One company that's still shedding jobs–lots of them–is technology pioneer Hewlett-Packard. That's part of the strategy of Meg Whitman, the CEO, hired to save the company.
Pelley gives viewers a quick rundown of all of Whitman's successes, and wonders: "Can Whitman assemble a happy face now for HP?"
The segment by correspondent Anthony Mason portrayed Whitman as a bold turnaround artist. "When she took over Hewlett-Packard nearly three years ago," Mason says, "Meg Whitman literally tore down the executive walls." Viewers learn that the old office had stuffy walls, and Whitman wanted cubicles instead.
Part of the CEO's bold transformation plan, Mason explains, is a pretty simple one: "Whitman has announced up to 50,000 job cuts–about 14 percent of the company's workforce when she took over." He goes on to say that it's hard for a company to "make these kind of transitions"–executive-speak for "massive layoffs"–but the segment very quickly turns into a promotion for a new product, "a radical redesign of computing," as the CBS correspondent puts it.
Mason closes the segment with this: "The CEO who built eBay knows Silicon Valley only rewards those who roll the dice."

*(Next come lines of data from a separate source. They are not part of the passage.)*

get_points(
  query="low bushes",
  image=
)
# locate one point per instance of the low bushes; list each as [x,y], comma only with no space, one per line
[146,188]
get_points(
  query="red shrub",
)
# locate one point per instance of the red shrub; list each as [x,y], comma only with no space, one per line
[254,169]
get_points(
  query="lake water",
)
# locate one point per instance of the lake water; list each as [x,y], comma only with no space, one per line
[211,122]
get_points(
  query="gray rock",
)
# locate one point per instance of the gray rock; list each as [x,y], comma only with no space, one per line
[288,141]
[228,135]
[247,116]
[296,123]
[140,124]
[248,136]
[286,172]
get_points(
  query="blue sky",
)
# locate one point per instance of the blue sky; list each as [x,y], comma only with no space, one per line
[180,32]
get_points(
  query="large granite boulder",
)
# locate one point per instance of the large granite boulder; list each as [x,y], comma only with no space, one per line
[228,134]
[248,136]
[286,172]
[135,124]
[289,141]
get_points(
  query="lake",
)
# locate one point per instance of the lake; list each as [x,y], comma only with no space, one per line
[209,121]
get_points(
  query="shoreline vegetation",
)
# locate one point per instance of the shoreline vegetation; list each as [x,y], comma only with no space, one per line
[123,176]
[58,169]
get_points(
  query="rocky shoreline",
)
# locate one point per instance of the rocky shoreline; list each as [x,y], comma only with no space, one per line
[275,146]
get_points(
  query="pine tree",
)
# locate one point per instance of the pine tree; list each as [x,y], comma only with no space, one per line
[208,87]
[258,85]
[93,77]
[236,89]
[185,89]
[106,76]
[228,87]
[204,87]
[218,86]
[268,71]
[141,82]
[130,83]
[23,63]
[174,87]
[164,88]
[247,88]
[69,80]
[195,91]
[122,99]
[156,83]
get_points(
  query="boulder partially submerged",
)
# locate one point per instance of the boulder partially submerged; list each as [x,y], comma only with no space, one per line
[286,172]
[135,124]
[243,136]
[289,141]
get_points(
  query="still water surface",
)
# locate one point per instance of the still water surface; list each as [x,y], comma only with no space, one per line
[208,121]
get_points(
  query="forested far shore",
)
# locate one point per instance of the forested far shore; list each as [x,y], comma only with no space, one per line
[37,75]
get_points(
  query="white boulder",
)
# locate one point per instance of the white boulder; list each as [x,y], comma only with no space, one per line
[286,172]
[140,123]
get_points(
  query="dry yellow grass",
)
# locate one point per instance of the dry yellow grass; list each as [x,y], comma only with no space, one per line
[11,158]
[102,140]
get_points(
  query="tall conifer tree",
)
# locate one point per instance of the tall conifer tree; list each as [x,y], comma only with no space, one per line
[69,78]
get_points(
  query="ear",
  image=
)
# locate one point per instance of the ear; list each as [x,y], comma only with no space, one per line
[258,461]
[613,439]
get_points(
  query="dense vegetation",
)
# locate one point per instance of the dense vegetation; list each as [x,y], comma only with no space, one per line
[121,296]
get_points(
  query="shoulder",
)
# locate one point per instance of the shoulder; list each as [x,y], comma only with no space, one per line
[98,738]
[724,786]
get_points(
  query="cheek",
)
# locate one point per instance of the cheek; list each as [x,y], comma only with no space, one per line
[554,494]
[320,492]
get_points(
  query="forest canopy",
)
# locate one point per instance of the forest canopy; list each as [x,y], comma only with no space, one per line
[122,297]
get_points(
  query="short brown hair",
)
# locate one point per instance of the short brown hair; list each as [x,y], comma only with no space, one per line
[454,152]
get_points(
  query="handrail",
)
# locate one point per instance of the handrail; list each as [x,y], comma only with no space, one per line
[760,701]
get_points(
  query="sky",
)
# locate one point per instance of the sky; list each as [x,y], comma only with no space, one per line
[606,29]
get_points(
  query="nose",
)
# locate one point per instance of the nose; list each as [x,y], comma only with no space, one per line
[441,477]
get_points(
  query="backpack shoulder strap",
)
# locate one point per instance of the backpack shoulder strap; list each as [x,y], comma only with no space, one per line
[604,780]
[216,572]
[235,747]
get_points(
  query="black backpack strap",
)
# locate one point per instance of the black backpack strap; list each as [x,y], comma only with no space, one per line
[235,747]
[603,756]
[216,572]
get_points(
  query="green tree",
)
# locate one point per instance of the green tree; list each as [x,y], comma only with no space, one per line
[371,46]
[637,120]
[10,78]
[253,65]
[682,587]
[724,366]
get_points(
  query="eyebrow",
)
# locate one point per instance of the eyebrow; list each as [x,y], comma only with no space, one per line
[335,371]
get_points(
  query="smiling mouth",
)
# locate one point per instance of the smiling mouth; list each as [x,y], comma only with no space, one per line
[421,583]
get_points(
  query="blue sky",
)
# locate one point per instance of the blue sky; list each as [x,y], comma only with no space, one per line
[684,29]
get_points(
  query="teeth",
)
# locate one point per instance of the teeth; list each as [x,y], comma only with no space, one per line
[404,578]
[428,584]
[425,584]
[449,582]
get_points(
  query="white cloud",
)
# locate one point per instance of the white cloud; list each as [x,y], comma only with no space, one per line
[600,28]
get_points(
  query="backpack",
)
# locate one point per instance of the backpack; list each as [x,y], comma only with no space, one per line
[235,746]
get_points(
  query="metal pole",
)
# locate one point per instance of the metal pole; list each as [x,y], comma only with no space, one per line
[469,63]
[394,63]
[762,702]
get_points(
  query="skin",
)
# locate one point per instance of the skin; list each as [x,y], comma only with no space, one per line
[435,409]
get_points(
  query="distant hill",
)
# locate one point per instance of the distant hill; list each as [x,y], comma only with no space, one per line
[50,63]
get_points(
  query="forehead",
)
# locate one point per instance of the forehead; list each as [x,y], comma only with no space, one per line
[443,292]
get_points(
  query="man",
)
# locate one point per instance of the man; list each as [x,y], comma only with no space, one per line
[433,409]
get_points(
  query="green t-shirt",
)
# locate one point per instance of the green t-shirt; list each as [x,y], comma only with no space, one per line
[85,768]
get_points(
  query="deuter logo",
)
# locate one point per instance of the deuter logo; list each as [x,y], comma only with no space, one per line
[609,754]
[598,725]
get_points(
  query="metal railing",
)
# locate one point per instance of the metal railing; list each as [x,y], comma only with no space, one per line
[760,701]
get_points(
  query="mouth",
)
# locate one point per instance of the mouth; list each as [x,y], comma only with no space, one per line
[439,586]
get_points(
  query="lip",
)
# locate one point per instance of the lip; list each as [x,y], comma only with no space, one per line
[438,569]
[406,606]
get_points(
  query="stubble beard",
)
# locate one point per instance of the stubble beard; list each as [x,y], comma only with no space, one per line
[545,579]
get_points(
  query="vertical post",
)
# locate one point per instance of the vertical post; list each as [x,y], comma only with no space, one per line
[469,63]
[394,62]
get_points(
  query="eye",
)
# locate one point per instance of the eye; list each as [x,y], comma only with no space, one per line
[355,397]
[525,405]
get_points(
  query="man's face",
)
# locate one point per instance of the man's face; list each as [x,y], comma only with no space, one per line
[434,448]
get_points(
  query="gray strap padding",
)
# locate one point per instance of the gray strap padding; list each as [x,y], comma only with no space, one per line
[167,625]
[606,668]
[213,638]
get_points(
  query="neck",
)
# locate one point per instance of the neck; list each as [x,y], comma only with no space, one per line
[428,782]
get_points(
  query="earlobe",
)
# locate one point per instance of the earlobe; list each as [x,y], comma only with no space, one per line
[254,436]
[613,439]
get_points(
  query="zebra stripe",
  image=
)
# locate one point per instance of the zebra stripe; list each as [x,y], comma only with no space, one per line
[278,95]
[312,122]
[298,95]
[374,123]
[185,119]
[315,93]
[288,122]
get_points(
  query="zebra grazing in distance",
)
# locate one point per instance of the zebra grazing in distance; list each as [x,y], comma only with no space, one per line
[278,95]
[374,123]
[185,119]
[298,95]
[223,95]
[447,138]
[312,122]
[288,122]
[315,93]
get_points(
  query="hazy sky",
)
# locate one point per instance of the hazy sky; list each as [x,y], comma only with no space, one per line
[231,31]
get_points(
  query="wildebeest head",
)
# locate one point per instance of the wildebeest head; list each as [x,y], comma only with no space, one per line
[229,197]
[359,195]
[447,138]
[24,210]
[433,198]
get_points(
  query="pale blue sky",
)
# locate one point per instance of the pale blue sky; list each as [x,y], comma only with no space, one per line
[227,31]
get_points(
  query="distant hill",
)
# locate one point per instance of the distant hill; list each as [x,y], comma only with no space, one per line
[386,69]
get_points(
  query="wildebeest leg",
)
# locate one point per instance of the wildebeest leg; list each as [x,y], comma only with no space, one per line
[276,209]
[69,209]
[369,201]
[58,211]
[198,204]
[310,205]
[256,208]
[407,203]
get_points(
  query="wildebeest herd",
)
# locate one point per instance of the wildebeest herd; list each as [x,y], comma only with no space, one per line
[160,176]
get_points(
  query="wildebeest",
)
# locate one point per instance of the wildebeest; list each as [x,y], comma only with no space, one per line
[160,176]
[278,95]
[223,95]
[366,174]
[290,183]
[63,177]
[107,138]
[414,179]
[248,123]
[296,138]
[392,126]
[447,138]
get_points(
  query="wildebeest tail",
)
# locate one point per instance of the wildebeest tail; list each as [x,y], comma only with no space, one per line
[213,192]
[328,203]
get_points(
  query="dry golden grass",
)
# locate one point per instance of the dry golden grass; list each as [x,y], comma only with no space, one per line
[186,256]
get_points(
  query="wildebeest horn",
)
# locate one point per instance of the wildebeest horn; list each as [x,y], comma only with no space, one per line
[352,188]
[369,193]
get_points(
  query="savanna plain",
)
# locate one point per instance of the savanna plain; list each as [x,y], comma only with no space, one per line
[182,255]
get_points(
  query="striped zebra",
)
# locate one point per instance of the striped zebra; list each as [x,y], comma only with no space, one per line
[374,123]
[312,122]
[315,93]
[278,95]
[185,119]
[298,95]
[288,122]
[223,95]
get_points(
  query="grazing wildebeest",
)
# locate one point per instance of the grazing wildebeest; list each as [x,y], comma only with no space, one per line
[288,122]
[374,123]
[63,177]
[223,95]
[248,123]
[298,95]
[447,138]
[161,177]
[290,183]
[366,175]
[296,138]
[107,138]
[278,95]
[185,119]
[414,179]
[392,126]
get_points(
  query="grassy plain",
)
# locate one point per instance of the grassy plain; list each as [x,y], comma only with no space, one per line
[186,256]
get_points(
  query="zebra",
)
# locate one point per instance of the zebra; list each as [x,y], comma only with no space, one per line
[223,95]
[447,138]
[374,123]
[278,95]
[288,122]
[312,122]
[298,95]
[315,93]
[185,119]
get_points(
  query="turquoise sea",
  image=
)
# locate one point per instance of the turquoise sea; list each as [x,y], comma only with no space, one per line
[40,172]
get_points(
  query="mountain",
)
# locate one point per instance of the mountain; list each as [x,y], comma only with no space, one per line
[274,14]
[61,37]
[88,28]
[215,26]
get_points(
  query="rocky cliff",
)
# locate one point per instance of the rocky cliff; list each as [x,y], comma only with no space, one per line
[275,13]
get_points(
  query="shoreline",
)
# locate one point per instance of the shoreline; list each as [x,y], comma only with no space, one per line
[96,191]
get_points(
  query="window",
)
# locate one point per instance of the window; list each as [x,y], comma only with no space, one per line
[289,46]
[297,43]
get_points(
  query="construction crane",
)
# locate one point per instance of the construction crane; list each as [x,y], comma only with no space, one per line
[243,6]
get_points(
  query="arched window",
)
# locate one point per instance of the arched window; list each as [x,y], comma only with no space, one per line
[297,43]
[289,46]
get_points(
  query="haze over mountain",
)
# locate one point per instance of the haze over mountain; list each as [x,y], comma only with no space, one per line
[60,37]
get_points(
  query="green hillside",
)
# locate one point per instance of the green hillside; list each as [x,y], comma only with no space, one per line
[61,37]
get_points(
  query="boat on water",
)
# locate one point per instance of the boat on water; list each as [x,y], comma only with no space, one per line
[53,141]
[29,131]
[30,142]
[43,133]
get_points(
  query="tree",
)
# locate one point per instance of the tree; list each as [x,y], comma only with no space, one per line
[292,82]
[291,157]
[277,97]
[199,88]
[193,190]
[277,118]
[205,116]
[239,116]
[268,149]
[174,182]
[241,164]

It might be worth pointing out that the jobs-slashing CEO–who is already a billionaire–doesn't have to wait for this bet to succeed in order to receive a nice payday. Her compensation last year was $17.6 million last year (USA Today, 2/3/14). CBS–which has a record of doing puff pieces about corporate CEOs (FAIR Action Alert, 11/26/12)–wants viewers to believe that the overpaid CEO who's bold and risky enough to try and fix a company by firing tens of thousands of employees deserves this kind of attention.
And what about the workers who are shown the door? Well, there's no nightly newscast report about them.